Kodi Community Forum

Full Version: [XBOX] advanced Network settings?
You're currently viewing a stripped down version of our content. View the full version with proper formatting.
Dear Board. (Using T3CH's 9.11 Alpha1)

I tried to google but wasn't able to locate..
How to "Tweak" network settings/buffers? Advancedsettings did not help for MTU (1500 default?).
The problem in stuttering .iso stream from SMB share Device (DS409).

Case:
All devices are behind DGS-1008D router.
If NAS is at 1Gbit/sec speed Xbmc's .iso stream from it get 1sec chunks to play. 1 sec play, 1sec pause.. stuttering.
If NAS is forced to 100Mbit/sec there is no problem, ever has been.

I know that the Router is NOT performing good (hammer 1G>100), but is there any tweaks in xmbc? MTU to 9k?
Nope you can't....
shame, but understood due to the fact that it's not for all users to expose..

but where are video/audio bufferSettings these days? gone because of automatic feature?

I noticed that with low (512kb/256kb) DVD LAN buffer fast moving scenes were more fluent than with eg. 4MB cache..
No the cache settings were moved into AdvancedSettings because they were "confusing".
ok, but http://wiki.xbmc.org/?title=AdvancedSettings.xml did not say anything about cache in this context. Smile
Correct, since it's a disabled "GUI-setting". I believe you can also find them in GUISettings.xml, not sure though. Need to think about documenting this somehow....
arnova Wrote:Correct, since it's a disabled "GUI-setting". I believe you can also find them in GUISettings.xml, not sure though. Need to think about documenting this somehow....

ok, I'll try to look into this. So MTU (Jumbo Frame 9k) is not supported in Xbox's XBMC?Rolleyes
Given its not a gigabit interface on the xbox, no.

More important question is what are you trying to achieve with jumbo frames and what benefit do you think you will get by using them.
prae5 Wrote:More important question is what are you trying to achieve with jumbo frames and what benefit do you think you will get by using them.

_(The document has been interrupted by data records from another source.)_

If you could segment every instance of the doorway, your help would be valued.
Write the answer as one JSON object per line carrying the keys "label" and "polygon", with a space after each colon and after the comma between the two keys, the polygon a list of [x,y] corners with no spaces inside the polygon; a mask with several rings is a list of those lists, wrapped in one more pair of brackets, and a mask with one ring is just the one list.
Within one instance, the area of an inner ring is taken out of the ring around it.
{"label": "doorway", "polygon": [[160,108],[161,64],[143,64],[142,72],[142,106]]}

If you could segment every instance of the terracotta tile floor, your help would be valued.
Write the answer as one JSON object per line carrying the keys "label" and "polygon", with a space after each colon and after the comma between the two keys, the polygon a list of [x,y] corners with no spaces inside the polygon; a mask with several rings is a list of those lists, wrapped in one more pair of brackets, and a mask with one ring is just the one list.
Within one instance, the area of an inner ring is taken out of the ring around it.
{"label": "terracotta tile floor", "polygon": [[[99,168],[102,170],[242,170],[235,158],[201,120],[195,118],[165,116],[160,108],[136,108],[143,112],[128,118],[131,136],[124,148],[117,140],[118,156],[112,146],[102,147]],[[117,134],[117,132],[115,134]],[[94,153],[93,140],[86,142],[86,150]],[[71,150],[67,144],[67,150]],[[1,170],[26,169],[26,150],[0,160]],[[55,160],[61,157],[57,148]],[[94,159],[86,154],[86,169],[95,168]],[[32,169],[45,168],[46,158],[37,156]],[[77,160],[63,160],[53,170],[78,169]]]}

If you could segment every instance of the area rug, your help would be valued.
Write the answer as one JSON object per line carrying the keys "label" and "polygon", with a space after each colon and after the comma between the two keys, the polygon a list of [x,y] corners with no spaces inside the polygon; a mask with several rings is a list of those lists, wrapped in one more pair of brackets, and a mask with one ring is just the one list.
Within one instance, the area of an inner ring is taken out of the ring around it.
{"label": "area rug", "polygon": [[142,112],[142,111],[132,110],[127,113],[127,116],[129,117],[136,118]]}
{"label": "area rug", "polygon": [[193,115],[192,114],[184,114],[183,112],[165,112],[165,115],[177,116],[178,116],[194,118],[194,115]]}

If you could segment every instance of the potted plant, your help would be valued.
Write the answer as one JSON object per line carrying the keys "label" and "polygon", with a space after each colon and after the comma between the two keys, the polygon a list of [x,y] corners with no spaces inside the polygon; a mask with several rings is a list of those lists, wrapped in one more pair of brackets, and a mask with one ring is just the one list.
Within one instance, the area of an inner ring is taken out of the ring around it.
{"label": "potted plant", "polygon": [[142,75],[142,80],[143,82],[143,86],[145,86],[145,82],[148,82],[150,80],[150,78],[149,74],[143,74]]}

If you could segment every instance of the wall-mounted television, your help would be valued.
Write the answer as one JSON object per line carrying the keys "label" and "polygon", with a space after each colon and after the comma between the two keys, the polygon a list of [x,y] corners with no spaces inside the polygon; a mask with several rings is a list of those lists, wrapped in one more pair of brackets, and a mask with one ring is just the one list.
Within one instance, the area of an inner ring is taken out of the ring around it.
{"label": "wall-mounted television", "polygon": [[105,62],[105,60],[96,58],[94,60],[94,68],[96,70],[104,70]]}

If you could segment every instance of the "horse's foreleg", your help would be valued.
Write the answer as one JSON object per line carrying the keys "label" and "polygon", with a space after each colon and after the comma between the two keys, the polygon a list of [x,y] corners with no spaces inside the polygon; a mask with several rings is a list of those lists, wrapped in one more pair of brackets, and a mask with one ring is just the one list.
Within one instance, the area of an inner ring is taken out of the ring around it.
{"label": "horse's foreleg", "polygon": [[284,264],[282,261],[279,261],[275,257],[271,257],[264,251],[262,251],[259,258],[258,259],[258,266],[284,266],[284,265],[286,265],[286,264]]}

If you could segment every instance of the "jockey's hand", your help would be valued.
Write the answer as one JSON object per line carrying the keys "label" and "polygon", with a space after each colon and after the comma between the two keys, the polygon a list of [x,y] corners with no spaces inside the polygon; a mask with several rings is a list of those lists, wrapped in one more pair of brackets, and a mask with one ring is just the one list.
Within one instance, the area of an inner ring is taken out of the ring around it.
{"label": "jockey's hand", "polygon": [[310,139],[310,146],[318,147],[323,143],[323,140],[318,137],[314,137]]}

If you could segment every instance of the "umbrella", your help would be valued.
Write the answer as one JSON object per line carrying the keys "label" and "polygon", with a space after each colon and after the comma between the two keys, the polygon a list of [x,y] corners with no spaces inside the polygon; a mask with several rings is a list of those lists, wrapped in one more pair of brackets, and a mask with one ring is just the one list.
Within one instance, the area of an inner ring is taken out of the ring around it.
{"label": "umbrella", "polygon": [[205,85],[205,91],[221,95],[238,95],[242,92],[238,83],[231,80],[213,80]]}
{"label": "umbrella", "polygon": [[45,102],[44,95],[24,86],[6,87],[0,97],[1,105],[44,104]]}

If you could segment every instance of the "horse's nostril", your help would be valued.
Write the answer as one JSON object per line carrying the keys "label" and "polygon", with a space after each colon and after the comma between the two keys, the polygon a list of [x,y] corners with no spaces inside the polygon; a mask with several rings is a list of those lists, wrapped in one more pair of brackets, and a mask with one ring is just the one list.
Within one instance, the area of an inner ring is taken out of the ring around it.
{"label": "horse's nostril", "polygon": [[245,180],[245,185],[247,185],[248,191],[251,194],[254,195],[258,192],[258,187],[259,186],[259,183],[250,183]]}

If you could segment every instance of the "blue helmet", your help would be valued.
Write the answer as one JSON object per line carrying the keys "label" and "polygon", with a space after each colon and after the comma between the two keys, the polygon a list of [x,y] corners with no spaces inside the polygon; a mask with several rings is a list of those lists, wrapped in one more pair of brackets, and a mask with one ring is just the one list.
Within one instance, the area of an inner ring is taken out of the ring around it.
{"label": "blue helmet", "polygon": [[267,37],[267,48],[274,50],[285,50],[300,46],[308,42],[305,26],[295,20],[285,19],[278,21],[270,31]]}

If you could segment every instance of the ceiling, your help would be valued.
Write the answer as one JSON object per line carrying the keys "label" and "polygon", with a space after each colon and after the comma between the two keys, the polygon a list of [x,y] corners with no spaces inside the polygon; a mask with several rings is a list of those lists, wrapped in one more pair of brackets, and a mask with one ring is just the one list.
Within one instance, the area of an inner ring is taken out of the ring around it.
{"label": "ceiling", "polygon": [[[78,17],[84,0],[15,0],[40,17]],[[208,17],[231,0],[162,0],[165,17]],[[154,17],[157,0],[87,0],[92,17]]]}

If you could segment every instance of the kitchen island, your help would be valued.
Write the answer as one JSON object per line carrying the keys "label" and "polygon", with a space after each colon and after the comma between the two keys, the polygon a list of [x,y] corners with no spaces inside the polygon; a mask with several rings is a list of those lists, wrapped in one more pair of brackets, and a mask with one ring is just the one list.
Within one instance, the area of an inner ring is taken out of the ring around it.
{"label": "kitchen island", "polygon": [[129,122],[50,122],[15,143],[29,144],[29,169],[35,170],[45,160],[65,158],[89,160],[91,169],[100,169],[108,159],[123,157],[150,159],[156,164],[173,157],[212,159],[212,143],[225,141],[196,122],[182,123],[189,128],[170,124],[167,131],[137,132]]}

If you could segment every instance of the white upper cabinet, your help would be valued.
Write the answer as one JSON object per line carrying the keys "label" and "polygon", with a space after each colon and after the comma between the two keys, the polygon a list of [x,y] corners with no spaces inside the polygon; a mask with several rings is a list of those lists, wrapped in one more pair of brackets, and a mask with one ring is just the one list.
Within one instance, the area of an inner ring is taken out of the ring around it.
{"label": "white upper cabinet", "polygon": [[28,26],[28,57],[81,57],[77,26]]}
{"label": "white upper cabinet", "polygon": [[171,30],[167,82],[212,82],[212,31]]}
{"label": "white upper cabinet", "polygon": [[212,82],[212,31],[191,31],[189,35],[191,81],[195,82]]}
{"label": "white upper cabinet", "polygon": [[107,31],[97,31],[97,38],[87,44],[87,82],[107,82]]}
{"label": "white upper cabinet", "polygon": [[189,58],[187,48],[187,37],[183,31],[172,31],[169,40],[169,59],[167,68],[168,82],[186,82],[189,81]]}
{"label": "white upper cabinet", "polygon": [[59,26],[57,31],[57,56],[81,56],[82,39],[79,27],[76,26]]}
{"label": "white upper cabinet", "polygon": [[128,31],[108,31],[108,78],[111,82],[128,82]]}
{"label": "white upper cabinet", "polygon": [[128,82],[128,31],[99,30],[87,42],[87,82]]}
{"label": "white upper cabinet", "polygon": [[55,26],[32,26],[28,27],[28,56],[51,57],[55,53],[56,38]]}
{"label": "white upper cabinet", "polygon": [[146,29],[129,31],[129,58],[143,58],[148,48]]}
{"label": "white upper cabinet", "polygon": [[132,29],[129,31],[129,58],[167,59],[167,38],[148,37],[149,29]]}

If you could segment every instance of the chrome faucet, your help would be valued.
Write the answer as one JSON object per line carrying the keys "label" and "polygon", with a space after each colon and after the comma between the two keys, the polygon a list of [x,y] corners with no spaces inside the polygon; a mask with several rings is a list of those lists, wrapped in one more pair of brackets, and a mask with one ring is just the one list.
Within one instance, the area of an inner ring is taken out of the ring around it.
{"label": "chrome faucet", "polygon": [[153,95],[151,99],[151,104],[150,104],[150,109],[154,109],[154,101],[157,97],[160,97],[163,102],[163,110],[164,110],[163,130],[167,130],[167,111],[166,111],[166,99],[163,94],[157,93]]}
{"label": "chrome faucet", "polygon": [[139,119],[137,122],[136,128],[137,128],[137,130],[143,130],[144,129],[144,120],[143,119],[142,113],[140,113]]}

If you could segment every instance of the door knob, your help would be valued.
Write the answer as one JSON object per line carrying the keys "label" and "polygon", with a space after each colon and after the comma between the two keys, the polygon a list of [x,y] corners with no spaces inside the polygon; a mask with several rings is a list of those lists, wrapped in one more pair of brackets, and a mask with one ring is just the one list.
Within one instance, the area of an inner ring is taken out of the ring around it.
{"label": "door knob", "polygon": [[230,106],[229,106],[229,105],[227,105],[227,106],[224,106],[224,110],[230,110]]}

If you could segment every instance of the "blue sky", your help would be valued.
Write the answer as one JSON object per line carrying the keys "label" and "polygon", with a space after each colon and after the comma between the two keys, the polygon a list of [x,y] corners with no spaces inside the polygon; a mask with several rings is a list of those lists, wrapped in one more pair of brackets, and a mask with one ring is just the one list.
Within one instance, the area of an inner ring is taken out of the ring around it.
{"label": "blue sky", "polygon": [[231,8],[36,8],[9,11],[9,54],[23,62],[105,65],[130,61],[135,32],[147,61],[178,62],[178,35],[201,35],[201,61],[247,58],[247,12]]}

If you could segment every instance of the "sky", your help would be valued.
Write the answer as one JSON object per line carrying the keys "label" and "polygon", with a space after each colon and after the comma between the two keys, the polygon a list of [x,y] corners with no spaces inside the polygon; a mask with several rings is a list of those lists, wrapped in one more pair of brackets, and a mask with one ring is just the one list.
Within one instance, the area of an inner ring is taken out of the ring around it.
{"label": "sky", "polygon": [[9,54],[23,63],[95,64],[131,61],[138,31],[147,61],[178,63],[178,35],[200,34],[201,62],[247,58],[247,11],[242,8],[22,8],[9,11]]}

well.. CPU utilization is lower and throughput is increased. Cache Settings to 16MB did not work, so I really need to get a better GBit switch (Dlinks Sucks!). NAS is Gbit (like other devices on my LAN) so naturally the Switch needs to hammer G>100Mb but is stutters like hell.. NAS is now connected to 100MB switch. Sad
realjobe Wrote:well.. CPU utilization is lower and throughput is increased. Cache Settings to 16MB did not work, so I really need to get a better GBit switch (Dlinks Sucks!). NAS is Gbit (like other devices on my LAN) so naturally the Switch needs to hammer G>100Mb but is stutters like hell.. NAS is now connected to 100MB switch. Sad

That makes almost no sense at all Wink

Gigabit != jumbo.

You *can* use jumbo frames in a mixed capability environment, provided you use proper MTU/MSS settings. This will mitigate TCP problems. You will, however, still have issues with UDP.

Jumbo frames are seldom needed any more on typical networks. In that past they were useful on slower machines (p3's or older) on machines that were under high load and it could reduce some of the load needed by the machine when handling a gige interface.

However on modern hardware and networks there is very seldom a need to use them. In fact in most situations i would recommend not using them. CPU starved machines can see benefit but from what you are talking about this isn't relevant (10Gb hosts now often need jumbo frames, but most machines can fill 1Gb w/o exhausting CPU even if the NIC doesn't offload).

Anyway that is all irrelevant, remember gigabit does not require or need jumbo frames to operate well.

Disable jumbo frames on everything and start from scratch and build from there.
prae5 Wrote:Disable jumbo frames on everything and start from scratch and build from there.